Os desfiles da caravana presidencial, obscenamente dispendiosos, é apenas uma parcela visível desse gigantismo, e considerado o todo talvez a sua parte mais inocente. A CIA segue, como gosta de apregoar, cada mínimo movimento dos seus inimigos declarados escondidos onde quer que decidam se esconder e, quando decide que é chegado o momento, por sua própria conta, os eliminam. Mas também é trabalho da Agência espionar negociações comerciais de qualquer natureza no estrangeiro e entre estrangeiros e, da mesma forma, acompanhar “golpes de Estado enquanto ainda estão em andamento”. As empresas americanas agradecem. Para isso serve o Estado. E a esse monstruoso Leviatã os publicistas do liberalismo preferem dar as costas, fingindo que não existe ou que não é o Estado.

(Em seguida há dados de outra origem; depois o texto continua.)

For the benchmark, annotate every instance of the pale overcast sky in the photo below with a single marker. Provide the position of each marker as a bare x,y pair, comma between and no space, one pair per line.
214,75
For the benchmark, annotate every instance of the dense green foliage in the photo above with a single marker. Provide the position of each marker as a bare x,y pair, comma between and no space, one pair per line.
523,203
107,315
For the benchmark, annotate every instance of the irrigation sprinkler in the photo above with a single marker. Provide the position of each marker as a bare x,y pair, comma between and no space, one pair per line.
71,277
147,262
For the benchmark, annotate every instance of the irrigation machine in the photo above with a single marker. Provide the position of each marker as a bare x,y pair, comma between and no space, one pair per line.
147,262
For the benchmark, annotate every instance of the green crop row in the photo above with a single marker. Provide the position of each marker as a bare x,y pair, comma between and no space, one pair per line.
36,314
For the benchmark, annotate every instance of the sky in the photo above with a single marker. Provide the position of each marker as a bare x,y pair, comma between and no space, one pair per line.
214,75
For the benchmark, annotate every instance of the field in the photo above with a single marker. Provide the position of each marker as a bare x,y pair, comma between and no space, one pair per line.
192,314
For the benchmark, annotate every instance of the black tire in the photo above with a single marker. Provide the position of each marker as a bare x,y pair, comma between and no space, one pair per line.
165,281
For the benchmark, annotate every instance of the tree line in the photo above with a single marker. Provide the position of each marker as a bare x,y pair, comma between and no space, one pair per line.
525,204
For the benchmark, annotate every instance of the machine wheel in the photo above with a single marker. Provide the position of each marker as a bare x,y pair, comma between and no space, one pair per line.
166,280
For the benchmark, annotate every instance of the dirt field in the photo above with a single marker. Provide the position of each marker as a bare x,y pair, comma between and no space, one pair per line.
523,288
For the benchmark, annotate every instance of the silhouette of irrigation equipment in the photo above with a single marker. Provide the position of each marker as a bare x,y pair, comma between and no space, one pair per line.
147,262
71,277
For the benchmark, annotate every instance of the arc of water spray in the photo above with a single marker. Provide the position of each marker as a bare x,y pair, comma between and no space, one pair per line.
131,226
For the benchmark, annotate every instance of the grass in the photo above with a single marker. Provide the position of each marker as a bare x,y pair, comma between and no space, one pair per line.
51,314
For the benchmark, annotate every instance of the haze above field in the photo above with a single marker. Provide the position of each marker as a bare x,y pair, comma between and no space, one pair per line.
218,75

“As agências (da IC) podem contratar a todos os empregados externos que possam pagar, e podem pagar a todos os que queiram; o único que tem que fazer é declarar…(no) Congresso que os terroristas estão chegando para atacar nossas crianças, ou que os russos entraram em nosso correio eletrônico, ou que os chineses invadiram nossa rede elétrica.” Snowden viveu por dentro a experiência da máquina de vigilância, até sentir repugnância e saltar fora. Copiou milhares de documentos que denunciavam crimes e por isso, desde 2013, está sendo caçado. Julian Assange, por tê-lo ajudado a escapar e por seguir disposto a revelar os crimes do Estado, está condenado à não existência. Todos conhecemos suas histórias. Os números são de provocar calafrios. Entre os papéis que Snowden entregou aos jornalistas, conta, “estava o orçamento negro de 2013… (onde) mais de 68% do dinheiro — quer dizer, 52,6 bilhões de dólares — era destinado à IC, incluído o pagamento de 107.035 empregados. Nessa cifra não são contadas as dezenas de milhares de trabalhadores adicionais contratados por empresas que prestam serviço para as agências em um trabalho ou projeto específico”. E por aí seguem, numa proliferação patogênica, as ramificações dos serviços de vigilância do Estado. Aparentemente sem limite para as despesas. O Tesouro banca.

Entretanto, e “pela primeira vez, desde a Primeira Guerra Mundial, a esperança de vida nos Estados Unidos diminuiu durante três anos consecutivos”, contam os economistas Anne Case e Angus Deaton no recém-lançado Mortes por Desespero e o Futuro do Capitalismo”.